Swarthmore College Department of Computer Science

running long jobs

When running long experiments on the CS department machines, it is important that you do not hog all of the resources. Here are some things to be aware of and a few rules to follow:

  1. Do not run your job on allspice.

    Allspice is our email and file server. If you put a heavy load on allspice, everyone will suffer. Besides, the lab machines have faster CPUs, so your job should run faster on a lab machine (especially if you use the /local directories -- see below).

  2. Use /local and /scratch for large data files.

    Your home directory is really on allspice, so running a job on a lab machine that writes data to your home dir means sending data (over the network) to allspice. Also, your home dir has a disk quota, which limits the amount of data you can store in your home dir.

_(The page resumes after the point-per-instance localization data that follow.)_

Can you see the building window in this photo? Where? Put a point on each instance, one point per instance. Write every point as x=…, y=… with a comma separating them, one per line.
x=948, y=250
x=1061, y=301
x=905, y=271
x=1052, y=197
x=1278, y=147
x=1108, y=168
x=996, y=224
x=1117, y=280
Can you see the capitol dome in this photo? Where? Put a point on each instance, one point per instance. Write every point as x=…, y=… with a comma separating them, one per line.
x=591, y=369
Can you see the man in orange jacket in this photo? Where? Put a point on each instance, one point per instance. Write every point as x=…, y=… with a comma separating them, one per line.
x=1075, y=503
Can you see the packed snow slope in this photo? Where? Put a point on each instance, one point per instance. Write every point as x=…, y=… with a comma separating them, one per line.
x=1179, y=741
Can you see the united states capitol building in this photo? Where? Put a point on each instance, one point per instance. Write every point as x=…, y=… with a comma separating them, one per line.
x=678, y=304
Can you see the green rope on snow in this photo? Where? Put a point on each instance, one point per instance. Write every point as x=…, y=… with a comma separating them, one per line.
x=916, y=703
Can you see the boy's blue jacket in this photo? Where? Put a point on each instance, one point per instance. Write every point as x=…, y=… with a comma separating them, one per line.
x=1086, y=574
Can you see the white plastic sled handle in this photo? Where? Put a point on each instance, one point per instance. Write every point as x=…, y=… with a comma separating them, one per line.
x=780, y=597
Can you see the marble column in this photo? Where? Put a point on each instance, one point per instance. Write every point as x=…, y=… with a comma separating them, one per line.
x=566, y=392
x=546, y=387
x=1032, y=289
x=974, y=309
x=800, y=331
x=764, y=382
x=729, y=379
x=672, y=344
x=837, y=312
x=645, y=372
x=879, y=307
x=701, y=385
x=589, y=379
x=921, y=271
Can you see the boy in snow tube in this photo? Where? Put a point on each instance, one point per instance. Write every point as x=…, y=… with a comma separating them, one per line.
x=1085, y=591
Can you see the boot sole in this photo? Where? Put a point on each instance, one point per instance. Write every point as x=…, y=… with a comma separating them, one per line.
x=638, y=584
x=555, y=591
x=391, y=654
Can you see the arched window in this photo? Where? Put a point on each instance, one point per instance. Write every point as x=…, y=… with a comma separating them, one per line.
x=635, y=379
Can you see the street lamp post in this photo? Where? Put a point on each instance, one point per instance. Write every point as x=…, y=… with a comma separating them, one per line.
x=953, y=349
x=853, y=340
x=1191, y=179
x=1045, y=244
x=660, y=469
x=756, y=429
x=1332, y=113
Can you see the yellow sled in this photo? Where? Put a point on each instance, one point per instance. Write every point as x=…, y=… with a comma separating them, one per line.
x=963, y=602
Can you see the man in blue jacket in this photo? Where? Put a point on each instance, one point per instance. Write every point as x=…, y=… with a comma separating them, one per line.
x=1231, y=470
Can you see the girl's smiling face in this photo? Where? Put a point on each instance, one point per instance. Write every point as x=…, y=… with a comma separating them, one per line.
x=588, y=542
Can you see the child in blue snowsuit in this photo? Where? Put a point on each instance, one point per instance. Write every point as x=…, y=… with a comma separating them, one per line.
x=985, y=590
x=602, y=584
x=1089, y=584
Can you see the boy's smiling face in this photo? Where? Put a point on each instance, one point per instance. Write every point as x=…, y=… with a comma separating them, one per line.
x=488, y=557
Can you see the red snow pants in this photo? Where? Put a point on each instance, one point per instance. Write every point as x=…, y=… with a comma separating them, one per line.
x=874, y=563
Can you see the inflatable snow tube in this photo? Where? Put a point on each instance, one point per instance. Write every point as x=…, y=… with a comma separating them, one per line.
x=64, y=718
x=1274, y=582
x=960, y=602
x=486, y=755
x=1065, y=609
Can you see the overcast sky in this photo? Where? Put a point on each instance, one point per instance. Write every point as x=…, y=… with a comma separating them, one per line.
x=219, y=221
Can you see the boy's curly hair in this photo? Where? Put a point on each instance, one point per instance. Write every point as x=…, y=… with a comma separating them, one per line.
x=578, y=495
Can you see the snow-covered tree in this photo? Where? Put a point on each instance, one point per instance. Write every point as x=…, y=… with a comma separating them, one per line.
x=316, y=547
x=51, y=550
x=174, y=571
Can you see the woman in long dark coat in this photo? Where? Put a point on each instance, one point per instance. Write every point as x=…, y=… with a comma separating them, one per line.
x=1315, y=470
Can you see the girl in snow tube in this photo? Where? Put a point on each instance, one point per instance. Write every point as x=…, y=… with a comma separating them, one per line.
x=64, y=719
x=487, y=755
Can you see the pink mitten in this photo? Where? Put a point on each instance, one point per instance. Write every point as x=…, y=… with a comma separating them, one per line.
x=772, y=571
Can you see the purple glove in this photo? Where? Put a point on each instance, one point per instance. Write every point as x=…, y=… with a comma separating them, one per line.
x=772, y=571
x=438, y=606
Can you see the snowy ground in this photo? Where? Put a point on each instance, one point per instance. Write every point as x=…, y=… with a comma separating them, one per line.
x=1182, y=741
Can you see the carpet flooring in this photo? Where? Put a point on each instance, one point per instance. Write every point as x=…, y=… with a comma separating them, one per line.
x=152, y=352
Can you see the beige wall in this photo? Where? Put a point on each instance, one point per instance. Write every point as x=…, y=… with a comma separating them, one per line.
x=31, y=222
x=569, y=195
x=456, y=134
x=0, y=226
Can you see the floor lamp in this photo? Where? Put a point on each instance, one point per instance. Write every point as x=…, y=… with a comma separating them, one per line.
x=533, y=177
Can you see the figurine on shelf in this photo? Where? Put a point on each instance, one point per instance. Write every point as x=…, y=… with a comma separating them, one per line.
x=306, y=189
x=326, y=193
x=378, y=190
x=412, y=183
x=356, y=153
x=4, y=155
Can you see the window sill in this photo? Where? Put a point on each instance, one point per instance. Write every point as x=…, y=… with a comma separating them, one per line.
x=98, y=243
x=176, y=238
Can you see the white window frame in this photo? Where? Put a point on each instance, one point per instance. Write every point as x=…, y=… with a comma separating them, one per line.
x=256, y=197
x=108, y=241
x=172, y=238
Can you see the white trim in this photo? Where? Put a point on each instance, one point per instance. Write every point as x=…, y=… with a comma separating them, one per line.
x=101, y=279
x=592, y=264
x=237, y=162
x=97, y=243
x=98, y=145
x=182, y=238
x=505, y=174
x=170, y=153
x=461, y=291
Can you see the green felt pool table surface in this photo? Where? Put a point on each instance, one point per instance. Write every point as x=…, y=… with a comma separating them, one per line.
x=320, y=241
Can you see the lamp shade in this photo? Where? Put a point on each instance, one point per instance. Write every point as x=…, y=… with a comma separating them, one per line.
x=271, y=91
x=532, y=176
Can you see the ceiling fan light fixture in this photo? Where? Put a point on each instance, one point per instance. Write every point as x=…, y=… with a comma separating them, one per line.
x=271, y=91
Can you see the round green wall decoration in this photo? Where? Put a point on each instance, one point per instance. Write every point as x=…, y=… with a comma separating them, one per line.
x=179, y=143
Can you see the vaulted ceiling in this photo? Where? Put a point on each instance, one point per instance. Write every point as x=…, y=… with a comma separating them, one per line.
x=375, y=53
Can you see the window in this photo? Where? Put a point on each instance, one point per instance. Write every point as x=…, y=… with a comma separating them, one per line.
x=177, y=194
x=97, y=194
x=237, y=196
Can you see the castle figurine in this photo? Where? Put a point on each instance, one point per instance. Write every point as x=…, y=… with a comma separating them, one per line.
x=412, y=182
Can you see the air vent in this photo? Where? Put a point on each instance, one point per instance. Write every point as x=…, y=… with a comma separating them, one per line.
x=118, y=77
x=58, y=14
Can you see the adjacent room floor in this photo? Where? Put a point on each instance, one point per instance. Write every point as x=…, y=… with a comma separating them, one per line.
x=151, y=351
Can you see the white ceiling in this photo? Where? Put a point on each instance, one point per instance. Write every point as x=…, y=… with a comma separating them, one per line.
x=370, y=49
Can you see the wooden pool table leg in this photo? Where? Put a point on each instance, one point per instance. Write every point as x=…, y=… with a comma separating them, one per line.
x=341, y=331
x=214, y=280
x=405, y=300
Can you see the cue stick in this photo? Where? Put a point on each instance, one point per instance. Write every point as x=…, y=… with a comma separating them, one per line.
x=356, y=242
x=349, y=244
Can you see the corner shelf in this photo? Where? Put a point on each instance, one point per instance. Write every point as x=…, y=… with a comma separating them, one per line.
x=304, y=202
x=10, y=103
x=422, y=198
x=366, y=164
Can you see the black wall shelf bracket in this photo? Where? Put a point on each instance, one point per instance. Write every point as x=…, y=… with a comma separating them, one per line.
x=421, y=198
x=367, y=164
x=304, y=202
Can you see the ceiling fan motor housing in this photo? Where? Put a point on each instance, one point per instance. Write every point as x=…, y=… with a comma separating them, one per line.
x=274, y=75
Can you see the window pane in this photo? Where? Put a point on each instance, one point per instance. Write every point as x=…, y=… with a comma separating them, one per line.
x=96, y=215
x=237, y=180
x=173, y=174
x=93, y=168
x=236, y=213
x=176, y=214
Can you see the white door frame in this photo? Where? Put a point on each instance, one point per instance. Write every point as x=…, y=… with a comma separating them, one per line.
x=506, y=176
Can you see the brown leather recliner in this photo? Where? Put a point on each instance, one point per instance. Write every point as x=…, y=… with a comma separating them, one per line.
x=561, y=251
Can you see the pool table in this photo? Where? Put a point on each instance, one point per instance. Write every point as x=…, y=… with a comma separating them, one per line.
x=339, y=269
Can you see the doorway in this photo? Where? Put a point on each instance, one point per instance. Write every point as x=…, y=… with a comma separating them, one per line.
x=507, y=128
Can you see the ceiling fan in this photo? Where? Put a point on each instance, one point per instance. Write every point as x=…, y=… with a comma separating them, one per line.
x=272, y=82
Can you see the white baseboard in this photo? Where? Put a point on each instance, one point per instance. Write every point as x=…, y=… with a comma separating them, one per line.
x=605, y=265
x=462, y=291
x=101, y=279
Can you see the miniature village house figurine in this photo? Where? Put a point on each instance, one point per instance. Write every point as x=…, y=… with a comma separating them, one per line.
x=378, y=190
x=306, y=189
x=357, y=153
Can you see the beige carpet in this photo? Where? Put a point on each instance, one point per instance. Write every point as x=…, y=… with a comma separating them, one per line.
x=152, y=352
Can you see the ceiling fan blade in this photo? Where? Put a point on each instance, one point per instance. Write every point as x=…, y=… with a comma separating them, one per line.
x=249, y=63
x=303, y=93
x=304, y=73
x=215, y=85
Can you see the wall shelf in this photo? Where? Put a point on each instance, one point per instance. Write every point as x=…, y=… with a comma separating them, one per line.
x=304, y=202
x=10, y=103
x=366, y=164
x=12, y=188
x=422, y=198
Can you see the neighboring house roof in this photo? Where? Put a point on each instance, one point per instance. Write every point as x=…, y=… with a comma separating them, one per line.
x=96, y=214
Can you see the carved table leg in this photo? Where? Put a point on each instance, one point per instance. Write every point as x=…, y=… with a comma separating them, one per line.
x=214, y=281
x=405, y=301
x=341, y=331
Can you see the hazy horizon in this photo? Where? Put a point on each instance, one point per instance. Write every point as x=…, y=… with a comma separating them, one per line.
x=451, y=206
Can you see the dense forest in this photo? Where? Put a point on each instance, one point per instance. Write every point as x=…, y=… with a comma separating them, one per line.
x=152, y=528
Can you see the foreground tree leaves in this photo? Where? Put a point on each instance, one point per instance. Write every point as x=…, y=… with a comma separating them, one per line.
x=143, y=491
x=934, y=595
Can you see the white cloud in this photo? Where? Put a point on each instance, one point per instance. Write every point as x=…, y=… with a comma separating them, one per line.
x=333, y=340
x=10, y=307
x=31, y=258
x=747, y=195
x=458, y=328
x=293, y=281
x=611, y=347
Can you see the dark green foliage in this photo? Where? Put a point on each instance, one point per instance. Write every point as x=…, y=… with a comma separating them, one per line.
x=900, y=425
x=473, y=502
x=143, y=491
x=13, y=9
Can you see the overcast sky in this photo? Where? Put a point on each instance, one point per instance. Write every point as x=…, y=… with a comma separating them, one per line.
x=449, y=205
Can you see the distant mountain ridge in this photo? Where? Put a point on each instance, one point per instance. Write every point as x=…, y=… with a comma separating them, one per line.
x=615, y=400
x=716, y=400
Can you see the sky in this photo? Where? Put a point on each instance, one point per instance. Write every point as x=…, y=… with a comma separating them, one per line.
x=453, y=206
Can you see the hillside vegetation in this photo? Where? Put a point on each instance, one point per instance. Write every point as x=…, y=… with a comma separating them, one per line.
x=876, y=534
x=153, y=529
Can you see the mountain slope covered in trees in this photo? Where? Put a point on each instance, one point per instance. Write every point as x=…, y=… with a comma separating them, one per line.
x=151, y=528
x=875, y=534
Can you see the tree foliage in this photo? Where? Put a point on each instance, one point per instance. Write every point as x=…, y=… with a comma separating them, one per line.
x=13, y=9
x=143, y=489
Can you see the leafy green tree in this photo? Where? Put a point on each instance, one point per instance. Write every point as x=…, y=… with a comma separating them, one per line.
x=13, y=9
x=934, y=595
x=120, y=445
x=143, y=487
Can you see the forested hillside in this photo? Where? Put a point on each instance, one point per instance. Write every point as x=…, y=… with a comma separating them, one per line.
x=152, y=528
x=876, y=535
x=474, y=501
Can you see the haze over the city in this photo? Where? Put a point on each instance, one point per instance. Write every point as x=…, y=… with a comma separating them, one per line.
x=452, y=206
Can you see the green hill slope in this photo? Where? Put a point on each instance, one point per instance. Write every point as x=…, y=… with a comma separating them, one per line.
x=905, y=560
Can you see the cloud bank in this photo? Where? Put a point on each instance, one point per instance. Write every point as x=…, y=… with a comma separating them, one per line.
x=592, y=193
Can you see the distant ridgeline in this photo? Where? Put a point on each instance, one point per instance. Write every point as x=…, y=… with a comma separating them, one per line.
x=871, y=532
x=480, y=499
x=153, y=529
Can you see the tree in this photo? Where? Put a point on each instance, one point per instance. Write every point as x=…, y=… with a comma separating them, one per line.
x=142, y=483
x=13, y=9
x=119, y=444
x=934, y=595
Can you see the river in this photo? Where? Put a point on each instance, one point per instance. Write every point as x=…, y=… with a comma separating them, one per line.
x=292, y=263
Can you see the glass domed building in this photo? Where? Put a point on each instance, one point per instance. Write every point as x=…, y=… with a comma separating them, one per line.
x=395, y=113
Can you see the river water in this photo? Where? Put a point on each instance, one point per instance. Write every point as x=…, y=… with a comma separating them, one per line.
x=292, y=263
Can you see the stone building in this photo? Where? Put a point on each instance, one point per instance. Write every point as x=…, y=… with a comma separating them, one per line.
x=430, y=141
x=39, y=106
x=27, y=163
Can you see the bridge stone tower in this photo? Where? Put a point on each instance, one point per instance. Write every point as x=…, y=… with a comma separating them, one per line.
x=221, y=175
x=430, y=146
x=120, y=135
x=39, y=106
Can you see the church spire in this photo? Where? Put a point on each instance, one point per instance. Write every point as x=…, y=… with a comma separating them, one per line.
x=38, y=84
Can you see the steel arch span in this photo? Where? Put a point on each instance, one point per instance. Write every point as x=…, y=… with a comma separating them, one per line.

    Anyone can make a directory in /scratch or the /local dirs (e.g., mkdir /local/yourusername). /scratch is still on allspice, but accessible from any lab machine, so use /scratch if you need to access the file from any machine. Use the /local dirs if you can always use the same machine (i.e., /local on lime is not the same as /local on lemon). If your program writes tons of data to files, it will be faster to use a /local directory.

  3. Be nice.

    All programs that will run for an extended amount of time (more than 15 minutes) should be "niced" to a lower priority. If you are about to start a long program, try nice +20 ./a.out. If you have already started your program, use renice +20 -p pid, where pid is the Process ID of your program (found by using the ps or top command). If nobody is using the computer your job is running on, it will get 100% of the CPU. If someone is using the computer your job is running on, your job will run at a lower priority so the console won't be slow.

  4. If possible, use screen.

    If you don't need the graphics console, try running your long simulation in a screen session. screen allows you to detach from a session and then reattach later. For example, you might start your program in the lab, detach and log out (your program keeps running!), and then reattach to the same session from your dorm room. Here's how to do it:

    • In any window, type screen. The window should clear, and you get your prompt back, but you are now inside a screen session.
    • Run your program (in the background or not).
    • Type Ctrl-a d (control-a, then the d key) to detach.
    • At this point you could log out and your program keeps running.
    • In another window (on the same machine, but you could be logged in from somewhere else), type screen -r to reattach.
    • When done with a screen session, just type exit.
  5. Try not to use the machines in the main teaching lab.

    Use the overflow or robot lab machines first (especially if you have to xlock). Look in the files in /usr/swat/db/hosts.* to see which machines are in which labs.

  6. If you have to xlock, leave a message.

    If you have to leave yourself logged on for a long time, its a good idea to xlock the console. Try one of these to xlock and leave a helpful message:

    xlock -mode flag -message "Please do not log me off!"
    xlock -mode marquee -messagefile file_with_msg_in_it
    add some stuff to your .plan file
     

    And don't xlock more than one machine (use ssh with X forwarding if you are running GUI applications on multiple machines).

  7. If possible, write your program to allow restarts.

    This seems like common sense, but many programs don't do it. If you're going to run a job that takes 24 hours, what happens if the power goes out (or Jeff has to reboot the machines) after 23 hours? Ideally your program has been writing data files every N timesteps and can be restarted from any of these data files.